[Madam How and Lady Why by Charles Kingsley]@TWC D-Link bookMadam How and Lady Why CHAPTER XII--HOMEWARD BOUND 19/68
But if you want to know about the kinds of whales, you must ask Dr.Flower at the Royal College of Surgeons, and not me: and he will tell you wonderful things about them .-- How some of them have mouths full of strong teeth, like these porpoises; and others, like the great sperm whale in the South Sea, have huge teeth in their lower jaws, and in the upper only holes into which those teeth fit; others like the bottle-nose, only two teeth or so in the lower jaw; and others, like the narwhal, two straight tusks in the upper jaw, only one of which grows, and is what you call a narwhal's horn. Oh yes.

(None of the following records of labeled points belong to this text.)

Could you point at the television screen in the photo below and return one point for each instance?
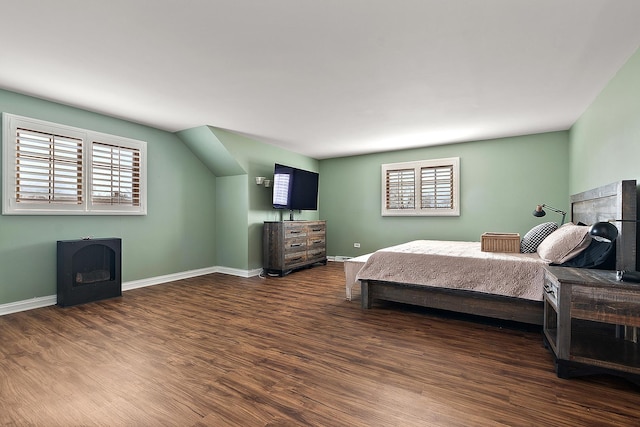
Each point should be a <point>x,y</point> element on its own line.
<point>294,189</point>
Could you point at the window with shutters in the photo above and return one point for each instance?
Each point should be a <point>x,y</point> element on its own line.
<point>53,169</point>
<point>426,187</point>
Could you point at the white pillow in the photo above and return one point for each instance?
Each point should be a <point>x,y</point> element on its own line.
<point>565,243</point>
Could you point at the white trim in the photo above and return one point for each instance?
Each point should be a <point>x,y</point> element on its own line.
<point>40,302</point>
<point>416,166</point>
<point>29,304</point>
<point>87,138</point>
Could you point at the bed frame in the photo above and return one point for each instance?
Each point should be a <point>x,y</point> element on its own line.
<point>613,201</point>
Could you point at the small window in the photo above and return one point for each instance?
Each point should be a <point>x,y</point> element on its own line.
<point>54,169</point>
<point>426,187</point>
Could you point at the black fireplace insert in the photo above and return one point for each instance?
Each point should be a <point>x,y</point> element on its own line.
<point>89,270</point>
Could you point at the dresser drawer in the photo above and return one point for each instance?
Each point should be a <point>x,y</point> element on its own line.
<point>295,244</point>
<point>290,245</point>
<point>294,230</point>
<point>292,259</point>
<point>617,306</point>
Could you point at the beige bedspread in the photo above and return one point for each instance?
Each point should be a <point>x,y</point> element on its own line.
<point>458,265</point>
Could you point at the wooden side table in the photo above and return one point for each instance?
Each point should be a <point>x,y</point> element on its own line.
<point>590,322</point>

I know of a walking-stick made of one. And strangest of all, how the right-whales have a few little teeth when they are born, which never come through the gums; but, instead, they grow all along their gums, an enormous curtain of clotted hair, which serves as a net to keep in the tiny sea-animals on which they feed, and let the water strain out. You mean whalebone? Is whalebone hair? So it seems.
And so is a rhinoceros's horn.
A rhinoceros used to be hairy all over in old times: but now he carries all his hair on the end of his nose, except a few bristles on his tail.
And the right-whale, not to be done in oddity, carries all his on his gums. But have no whales any hair? No real whales: but the Manati, which is very nearly a whale, has long bristly hair left.